Mon, October 28, 2013
CSO — When the social media management and sharing site Buffer was hacked over the weekend, it seemed like yet another embarrassing hack. "The incursion is no doubt a major black-eye for the upstart Buffer," wrote David Berlind at Programmable Web. "[Buffer CEO Joel] Gascoigne has entered the dreaded damage-control zone that no start-up CEO wants to be a part of."
I think David's post is an absolutely excellent overview of some of the realities and politics faced by developers when dealing with Twitter and Facebook (and by extension, other API providers), and I also think that his post accurately summed up the general risks faced by Buffer and Gascoigne.
I am going to disagree, though, that it was necessarily a black eye.
In this incident, Buffer showed that its concept of "radical transparency" -- the concept and strategy that leads to the firm placing its revenues and other key metrics online, for all to see -- has made the company look sensational.

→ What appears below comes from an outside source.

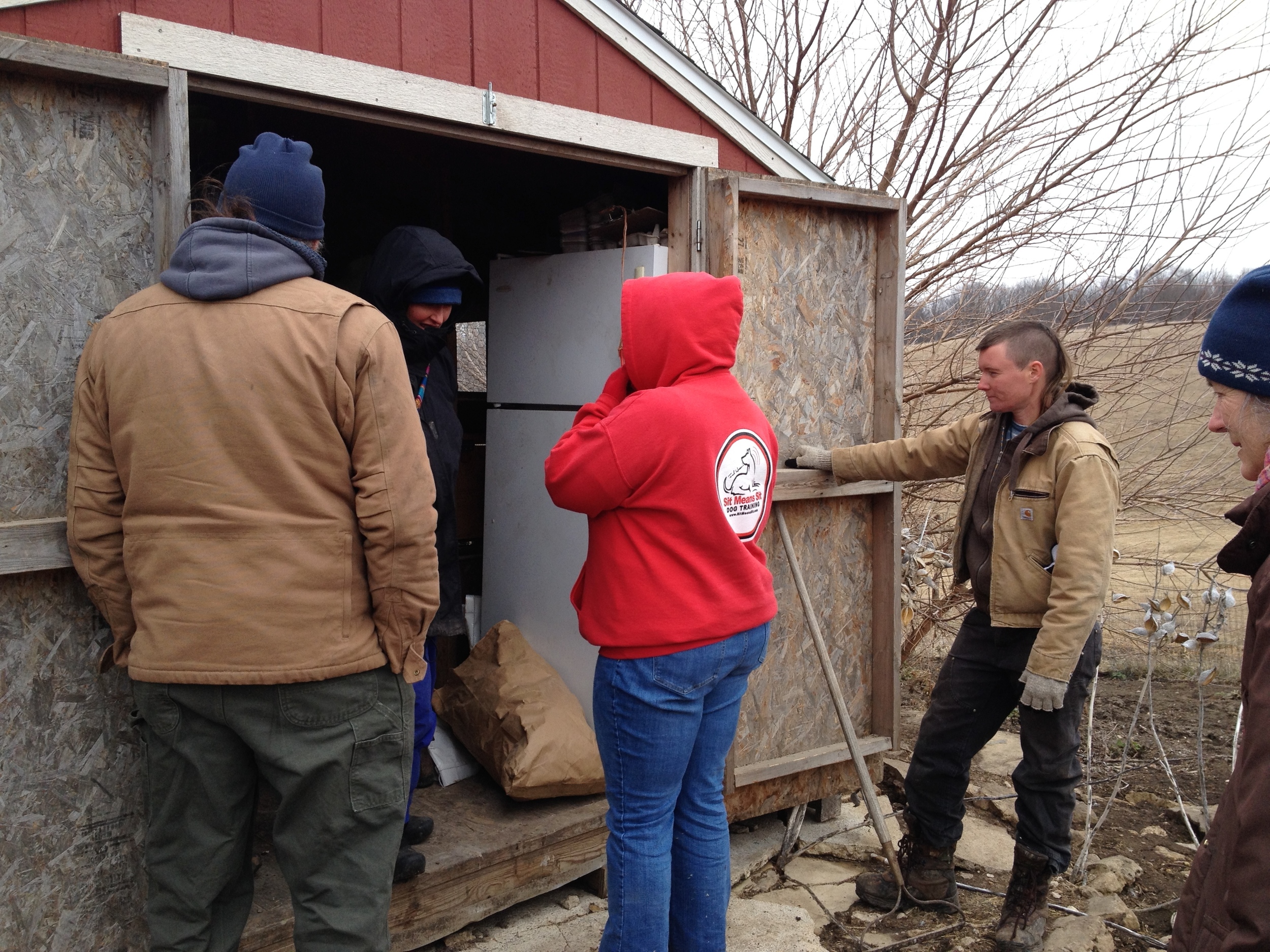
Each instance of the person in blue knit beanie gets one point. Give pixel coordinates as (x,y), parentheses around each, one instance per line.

Obviously, the reports and post-incident audit results aren't in yet, and we could yet find out that Buffer did something really stupid. Its statement of, "We've increased security for how to store Twitter tokens and deployed a fix," goes directly to my Raised Eyebrows Department. Last night I asked for a clarification from Buffer and got back (understandably, since they were hip-deep in the ca-ca) a, "We will get back to you," Tweet.
But even if the firm did something monumentally stupid, it's not necessarily a death-knell. People forgive even monumental stupidity if properly and genuinely apologized for.
In fact, even more serious breaches don't always make the company lose momentum, customers or shareholders. Consider the case of TJX, which discovered in January 2007 that it had been breached for years, lost millions of customer credit card records, and was in violation of laws and industry rules. TJX had done so many things wrong in so many different areas of its IT that it is frankly amazing to me they manage to ever scrape together the brain cells required to get good deals on Roberta Gandolfi anything.
The company's stock price took an initial hit of about a dollar a share but soon recovered, and over the next year -- in the face of disclosure after embarrassing disclosure, the stock price rallied and steadily rose.
TJX had managed to demonstrate two things: first, that it was reasonably working to understand and solve the problem, and second, that its customers loved it. Even though I believe that Buffer's handling of this incident indicated that the company not only dodged a bullet, but may well emerge stronger for it. And they did it without being weasels.